Elfie’s first appearance:

Elfie hitting on Hans:

Turns out Elfie has recurrent death syndrome and her dad and the doctor keep bringing her back by stealing blood from local girls, then Wahl turns the dead girls into new exhibits for his horror windmill. They drug Hans so he loses his object permanence then they declare him insane and send him away so he won’t discover their mad science. Meanwhile they’ve got their eyes on his girlfriend Lotte’s especially rare blood. Hans sends the cops, but no need, the dad and the doctor feud to the death, and the mill burns.

Nice touch: local girl Liana Orfei pretends to be a statue for a drawing class:

Liana ends up as expected, Wahl adding final touches:

Hans was later in Night of the Damned… Elfie of euro-spy Operacion Gigante… Wahl of Christopher Lee non-horror Secret of the Red Orchid… Lottie in Clouzot’s Inferno and the Christopher Lee Hands of Orlac… and Dr. Bolem was Mabuse in the last Lang film.

Every Shocktober you’ve gotta watch one of those illogical Italian movies with crazy use of zooms and focus and repetitive editing. Londoner “Jane” (Five Dolls star Edwige Fenech) sees murder everywhere since her miscarriage, husband “Richard” (her costar from Martino’s Strange Vice of Mrs Wardh) wants her to take her blue pills and make sweet love to him and not go to therapy. But Jane is being stalked by the blue-eyed man from her murder dreams. After he tries to kill her with an axe, neighbor May takes Jane to a group she says can help: a rapey clown cult of pale-faced people watching a guy with Freddy fingernails do animal sacrifices.

“You’ve crossed the limits of reality.” Everyone starts dying – Richard pitchforks Blue Eyes (Ivan Rassimov of Schock) then shoots his wife’s sister Barbara for trying to seduce him, the cult kills Richard, etc. Even the tidy explanatory ending doesn’t make sense, which is perfect.

AKA Kimmy Schmidt’s War of the Worlds. Aliens invade Earth in search of the prettiest, perkiest girl with the most terrible trauma, and they find Kaitlyn Dever (the one who isn’t Beanie in Booksmart). A typical grey (but with fingers for toes, like Sophie Okonedo in Aeon Flux) poltergeists her house, attacking her with doors and freaking out the electricity, until she manages to stab it in the head with one of her Beetlejuice-town model buildings.

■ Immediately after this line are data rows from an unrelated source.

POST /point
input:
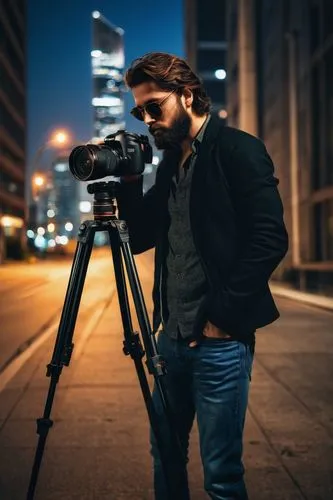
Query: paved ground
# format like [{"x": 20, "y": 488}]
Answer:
[{"x": 98, "y": 446}]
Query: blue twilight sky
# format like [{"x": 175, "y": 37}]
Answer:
[{"x": 59, "y": 65}]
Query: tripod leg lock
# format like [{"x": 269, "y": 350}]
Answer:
[
  {"x": 133, "y": 347},
  {"x": 156, "y": 365},
  {"x": 43, "y": 426},
  {"x": 53, "y": 371}
]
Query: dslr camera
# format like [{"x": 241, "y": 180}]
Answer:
[{"x": 122, "y": 153}]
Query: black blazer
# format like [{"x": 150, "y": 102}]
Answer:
[{"x": 237, "y": 223}]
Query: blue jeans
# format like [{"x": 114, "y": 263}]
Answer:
[{"x": 212, "y": 381}]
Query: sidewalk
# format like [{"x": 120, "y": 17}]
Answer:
[{"x": 98, "y": 446}]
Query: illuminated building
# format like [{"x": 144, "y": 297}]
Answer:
[
  {"x": 12, "y": 128},
  {"x": 64, "y": 198},
  {"x": 108, "y": 60},
  {"x": 280, "y": 60},
  {"x": 206, "y": 48}
]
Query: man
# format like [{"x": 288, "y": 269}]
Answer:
[{"x": 215, "y": 219}]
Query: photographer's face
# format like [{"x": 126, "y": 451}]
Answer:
[{"x": 172, "y": 127}]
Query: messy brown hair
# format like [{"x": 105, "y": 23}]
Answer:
[{"x": 169, "y": 72}]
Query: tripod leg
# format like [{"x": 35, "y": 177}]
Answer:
[
  {"x": 154, "y": 361},
  {"x": 63, "y": 345}
]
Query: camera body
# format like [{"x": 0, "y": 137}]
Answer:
[{"x": 122, "y": 153}]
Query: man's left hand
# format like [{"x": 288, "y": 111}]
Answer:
[{"x": 213, "y": 331}]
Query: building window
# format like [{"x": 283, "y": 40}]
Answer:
[
  {"x": 314, "y": 17},
  {"x": 316, "y": 128},
  {"x": 323, "y": 227},
  {"x": 328, "y": 179}
]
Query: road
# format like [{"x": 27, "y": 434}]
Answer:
[
  {"x": 33, "y": 297},
  {"x": 98, "y": 446}
]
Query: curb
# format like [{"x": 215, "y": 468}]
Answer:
[{"x": 311, "y": 299}]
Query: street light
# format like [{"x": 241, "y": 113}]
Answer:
[{"x": 59, "y": 138}]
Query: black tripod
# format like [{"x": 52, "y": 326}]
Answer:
[{"x": 105, "y": 220}]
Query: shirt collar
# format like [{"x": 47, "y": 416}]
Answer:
[{"x": 199, "y": 137}]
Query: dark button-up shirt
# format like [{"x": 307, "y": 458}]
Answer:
[{"x": 185, "y": 280}]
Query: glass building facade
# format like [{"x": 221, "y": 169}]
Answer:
[
  {"x": 12, "y": 128},
  {"x": 289, "y": 50},
  {"x": 108, "y": 60},
  {"x": 206, "y": 47}
]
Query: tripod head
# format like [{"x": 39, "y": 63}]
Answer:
[{"x": 104, "y": 207}]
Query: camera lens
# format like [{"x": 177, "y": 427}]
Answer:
[
  {"x": 81, "y": 162},
  {"x": 93, "y": 162}
]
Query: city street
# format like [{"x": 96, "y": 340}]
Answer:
[{"x": 98, "y": 446}]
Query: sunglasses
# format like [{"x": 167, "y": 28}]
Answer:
[{"x": 153, "y": 109}]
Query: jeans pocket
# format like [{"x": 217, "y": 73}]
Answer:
[{"x": 248, "y": 361}]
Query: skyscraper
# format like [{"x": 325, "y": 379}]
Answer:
[
  {"x": 108, "y": 62},
  {"x": 206, "y": 47},
  {"x": 280, "y": 88},
  {"x": 12, "y": 127}
]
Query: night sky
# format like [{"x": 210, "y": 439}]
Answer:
[{"x": 59, "y": 65}]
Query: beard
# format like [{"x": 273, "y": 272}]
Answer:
[{"x": 173, "y": 136}]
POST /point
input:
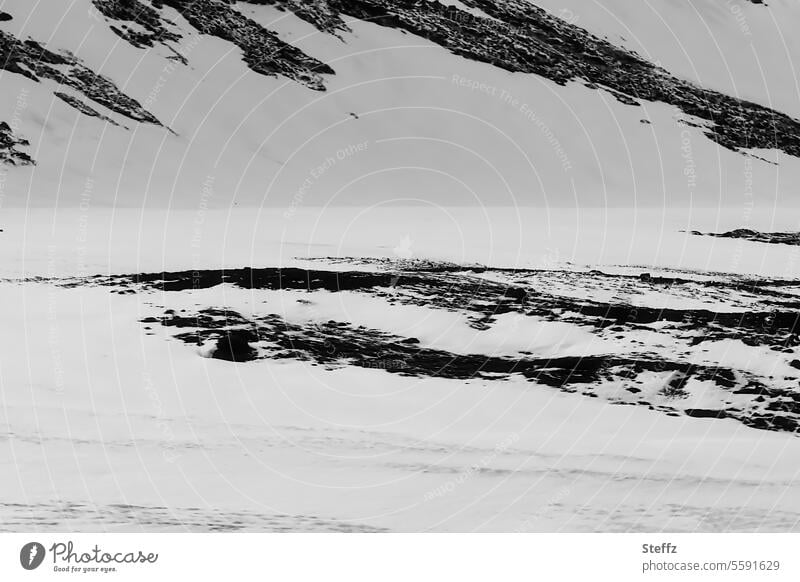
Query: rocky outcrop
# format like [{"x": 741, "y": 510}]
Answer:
[
  {"x": 9, "y": 147},
  {"x": 521, "y": 37},
  {"x": 641, "y": 353},
  {"x": 775, "y": 238},
  {"x": 32, "y": 60},
  {"x": 264, "y": 52}
]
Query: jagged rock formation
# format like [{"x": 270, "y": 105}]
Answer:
[
  {"x": 514, "y": 35},
  {"x": 9, "y": 144},
  {"x": 648, "y": 355},
  {"x": 264, "y": 52},
  {"x": 83, "y": 107},
  {"x": 776, "y": 238},
  {"x": 32, "y": 60}
]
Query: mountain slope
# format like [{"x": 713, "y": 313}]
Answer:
[{"x": 289, "y": 104}]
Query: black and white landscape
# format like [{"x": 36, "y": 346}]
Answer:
[{"x": 362, "y": 266}]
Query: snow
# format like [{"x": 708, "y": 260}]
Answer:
[
  {"x": 139, "y": 421},
  {"x": 95, "y": 413},
  {"x": 429, "y": 137}
]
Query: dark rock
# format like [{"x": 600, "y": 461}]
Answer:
[{"x": 235, "y": 346}]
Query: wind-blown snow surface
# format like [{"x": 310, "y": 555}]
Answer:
[{"x": 109, "y": 423}]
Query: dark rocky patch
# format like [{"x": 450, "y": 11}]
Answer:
[
  {"x": 32, "y": 60},
  {"x": 521, "y": 37},
  {"x": 156, "y": 28},
  {"x": 337, "y": 344},
  {"x": 769, "y": 316},
  {"x": 9, "y": 148},
  {"x": 83, "y": 107},
  {"x": 775, "y": 238}
]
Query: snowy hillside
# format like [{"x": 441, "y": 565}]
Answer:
[
  {"x": 399, "y": 265},
  {"x": 337, "y": 102}
]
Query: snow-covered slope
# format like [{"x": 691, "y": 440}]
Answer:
[{"x": 292, "y": 104}]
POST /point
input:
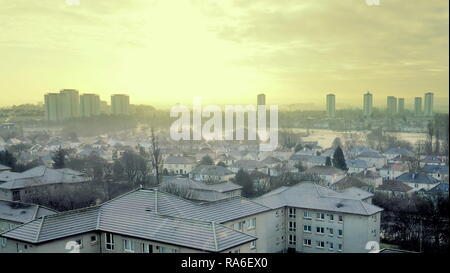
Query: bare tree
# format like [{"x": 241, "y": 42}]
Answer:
[{"x": 156, "y": 156}]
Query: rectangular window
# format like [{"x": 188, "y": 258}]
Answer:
[
  {"x": 128, "y": 245},
  {"x": 320, "y": 244},
  {"x": 292, "y": 226},
  {"x": 292, "y": 212},
  {"x": 306, "y": 215},
  {"x": 292, "y": 239},
  {"x": 251, "y": 224},
  {"x": 320, "y": 216},
  {"x": 320, "y": 230},
  {"x": 109, "y": 242},
  {"x": 147, "y": 248}
]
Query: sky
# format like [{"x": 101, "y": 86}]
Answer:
[{"x": 163, "y": 52}]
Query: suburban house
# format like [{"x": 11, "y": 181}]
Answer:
[
  {"x": 393, "y": 170},
  {"x": 373, "y": 159},
  {"x": 200, "y": 191},
  {"x": 179, "y": 164},
  {"x": 327, "y": 173},
  {"x": 317, "y": 219},
  {"x": 395, "y": 152},
  {"x": 393, "y": 188},
  {"x": 249, "y": 166},
  {"x": 211, "y": 174},
  {"x": 39, "y": 180},
  {"x": 148, "y": 221},
  {"x": 4, "y": 168},
  {"x": 357, "y": 166},
  {"x": 418, "y": 181},
  {"x": 439, "y": 172}
]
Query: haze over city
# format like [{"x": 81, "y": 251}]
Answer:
[{"x": 167, "y": 52}]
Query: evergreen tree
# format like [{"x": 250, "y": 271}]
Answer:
[
  {"x": 59, "y": 159},
  {"x": 339, "y": 159},
  {"x": 328, "y": 161},
  {"x": 243, "y": 179},
  {"x": 8, "y": 159}
]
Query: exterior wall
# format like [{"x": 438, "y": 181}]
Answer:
[
  {"x": 99, "y": 246},
  {"x": 269, "y": 229}
]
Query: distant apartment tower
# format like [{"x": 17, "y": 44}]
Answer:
[
  {"x": 428, "y": 106},
  {"x": 418, "y": 106},
  {"x": 331, "y": 105},
  {"x": 70, "y": 103},
  {"x": 368, "y": 104},
  {"x": 261, "y": 99},
  {"x": 401, "y": 105},
  {"x": 89, "y": 105},
  {"x": 120, "y": 104},
  {"x": 104, "y": 108},
  {"x": 52, "y": 107},
  {"x": 391, "y": 105}
]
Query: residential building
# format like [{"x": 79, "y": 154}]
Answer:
[
  {"x": 331, "y": 105},
  {"x": 418, "y": 106},
  {"x": 39, "y": 180},
  {"x": 148, "y": 221},
  {"x": 179, "y": 164},
  {"x": 428, "y": 106},
  {"x": 368, "y": 105},
  {"x": 120, "y": 104},
  {"x": 392, "y": 105},
  {"x": 320, "y": 220},
  {"x": 89, "y": 105}
]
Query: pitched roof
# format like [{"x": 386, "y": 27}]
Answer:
[
  {"x": 22, "y": 212},
  {"x": 146, "y": 214},
  {"x": 394, "y": 186},
  {"x": 42, "y": 175},
  {"x": 312, "y": 196},
  {"x": 420, "y": 178}
]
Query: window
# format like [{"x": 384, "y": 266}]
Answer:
[
  {"x": 306, "y": 215},
  {"x": 79, "y": 242},
  {"x": 292, "y": 239},
  {"x": 292, "y": 226},
  {"x": 320, "y": 244},
  {"x": 109, "y": 242},
  {"x": 320, "y": 216},
  {"x": 306, "y": 228},
  {"x": 292, "y": 212},
  {"x": 147, "y": 248},
  {"x": 251, "y": 224},
  {"x": 128, "y": 245}
]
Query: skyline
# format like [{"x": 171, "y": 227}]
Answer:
[{"x": 226, "y": 52}]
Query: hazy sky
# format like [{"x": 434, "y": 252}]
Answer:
[{"x": 162, "y": 52}]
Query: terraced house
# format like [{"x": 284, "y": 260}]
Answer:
[{"x": 145, "y": 221}]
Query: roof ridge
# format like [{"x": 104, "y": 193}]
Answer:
[
  {"x": 216, "y": 244},
  {"x": 39, "y": 229}
]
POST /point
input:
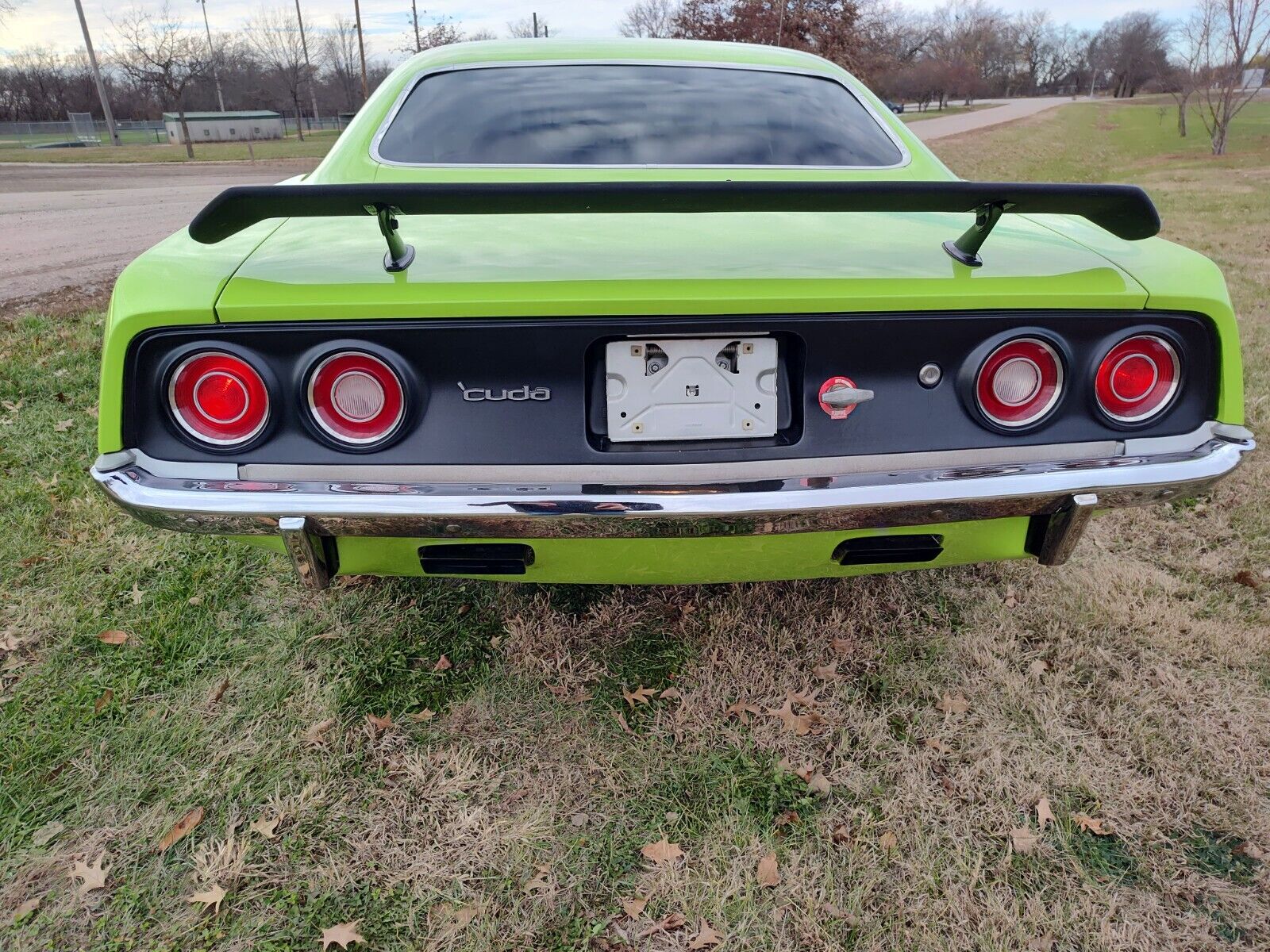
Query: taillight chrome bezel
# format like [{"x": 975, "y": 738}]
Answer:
[
  {"x": 1048, "y": 362},
  {"x": 344, "y": 429},
  {"x": 1162, "y": 355},
  {"x": 194, "y": 422}
]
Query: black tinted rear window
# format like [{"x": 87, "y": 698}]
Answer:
[{"x": 625, "y": 114}]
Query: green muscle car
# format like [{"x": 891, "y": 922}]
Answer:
[{"x": 658, "y": 311}]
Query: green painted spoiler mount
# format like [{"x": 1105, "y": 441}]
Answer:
[{"x": 1126, "y": 211}]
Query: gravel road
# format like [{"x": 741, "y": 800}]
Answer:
[{"x": 79, "y": 225}]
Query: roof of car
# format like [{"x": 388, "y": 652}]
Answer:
[{"x": 616, "y": 48}]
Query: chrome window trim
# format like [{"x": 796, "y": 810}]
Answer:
[{"x": 906, "y": 158}]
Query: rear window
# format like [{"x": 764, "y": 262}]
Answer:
[{"x": 628, "y": 114}]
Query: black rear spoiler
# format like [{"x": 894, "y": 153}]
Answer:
[{"x": 1126, "y": 211}]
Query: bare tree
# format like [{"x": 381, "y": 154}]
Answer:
[
  {"x": 340, "y": 51},
  {"x": 525, "y": 29},
  {"x": 649, "y": 18},
  {"x": 156, "y": 51},
  {"x": 275, "y": 36},
  {"x": 1231, "y": 35}
]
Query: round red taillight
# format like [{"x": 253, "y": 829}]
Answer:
[
  {"x": 1137, "y": 378},
  {"x": 1020, "y": 382},
  {"x": 219, "y": 399},
  {"x": 356, "y": 397}
]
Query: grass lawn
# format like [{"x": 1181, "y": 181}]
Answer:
[
  {"x": 506, "y": 805},
  {"x": 315, "y": 145}
]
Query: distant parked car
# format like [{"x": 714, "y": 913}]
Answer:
[{"x": 658, "y": 311}]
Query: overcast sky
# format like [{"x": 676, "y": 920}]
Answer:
[{"x": 54, "y": 22}]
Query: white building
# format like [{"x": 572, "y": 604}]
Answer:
[{"x": 224, "y": 127}]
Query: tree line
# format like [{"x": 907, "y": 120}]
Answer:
[{"x": 962, "y": 51}]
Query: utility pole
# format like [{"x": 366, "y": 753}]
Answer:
[
  {"x": 309, "y": 70},
  {"x": 97, "y": 78},
  {"x": 211, "y": 51},
  {"x": 361, "y": 46}
]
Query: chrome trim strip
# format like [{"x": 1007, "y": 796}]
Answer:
[
  {"x": 624, "y": 511},
  {"x": 681, "y": 474},
  {"x": 906, "y": 156}
]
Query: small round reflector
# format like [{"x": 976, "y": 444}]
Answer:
[
  {"x": 219, "y": 399},
  {"x": 1020, "y": 382},
  {"x": 1137, "y": 378},
  {"x": 356, "y": 397}
]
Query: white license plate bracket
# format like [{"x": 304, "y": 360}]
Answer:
[{"x": 685, "y": 389}]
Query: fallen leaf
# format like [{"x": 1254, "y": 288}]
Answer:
[
  {"x": 211, "y": 896},
  {"x": 92, "y": 875},
  {"x": 1245, "y": 578},
  {"x": 827, "y": 672},
  {"x": 1099, "y": 828},
  {"x": 952, "y": 704},
  {"x": 662, "y": 852},
  {"x": 768, "y": 873},
  {"x": 46, "y": 833},
  {"x": 634, "y": 908},
  {"x": 1045, "y": 816},
  {"x": 267, "y": 825},
  {"x": 741, "y": 711},
  {"x": 182, "y": 828},
  {"x": 675, "y": 920},
  {"x": 379, "y": 724},
  {"x": 314, "y": 733},
  {"x": 343, "y": 935},
  {"x": 819, "y": 784},
  {"x": 1024, "y": 839},
  {"x": 706, "y": 936},
  {"x": 641, "y": 696}
]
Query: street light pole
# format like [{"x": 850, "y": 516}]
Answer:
[
  {"x": 309, "y": 70},
  {"x": 97, "y": 78},
  {"x": 211, "y": 51},
  {"x": 361, "y": 46}
]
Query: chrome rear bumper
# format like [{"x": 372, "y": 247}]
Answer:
[{"x": 302, "y": 511}]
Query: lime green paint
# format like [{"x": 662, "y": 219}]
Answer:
[
  {"x": 645, "y": 264},
  {"x": 698, "y": 560},
  {"x": 175, "y": 282}
]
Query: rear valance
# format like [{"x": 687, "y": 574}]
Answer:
[{"x": 1126, "y": 211}]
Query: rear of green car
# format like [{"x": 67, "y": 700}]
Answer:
[{"x": 694, "y": 389}]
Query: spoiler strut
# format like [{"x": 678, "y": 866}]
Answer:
[{"x": 1126, "y": 211}]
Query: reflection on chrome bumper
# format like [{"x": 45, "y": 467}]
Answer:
[{"x": 302, "y": 511}]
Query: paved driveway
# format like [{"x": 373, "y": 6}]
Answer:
[
  {"x": 79, "y": 225},
  {"x": 1007, "y": 111}
]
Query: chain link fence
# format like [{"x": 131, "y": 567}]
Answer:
[{"x": 133, "y": 132}]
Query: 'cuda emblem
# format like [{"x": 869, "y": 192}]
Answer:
[{"x": 526, "y": 393}]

The gimmick, a good one, is that Kaitlyn never speaks – she has no friends, and doesn’t constantly talk to herself or her birds like I do – but the aliens chatter in their own language (so saying the movie has no dialogue is inaccurate). She tries to escape the town but is chased off the bus by bodysnatched humans, so returns to deal with a variety pack of aliens (the short mean one, the one with absurdly long limbs, etc) on her own turf, happily ending up the sole unbrainwashed person in town.

Duffield made the exploding-teens movie Spontaneous, and his DP did a bunch of Black Mirror and one of the Evil Dead remakes. Critics raved: “would have absolutely slayed in theaters if not for Disney’s choice to dump it straight to Hulu.”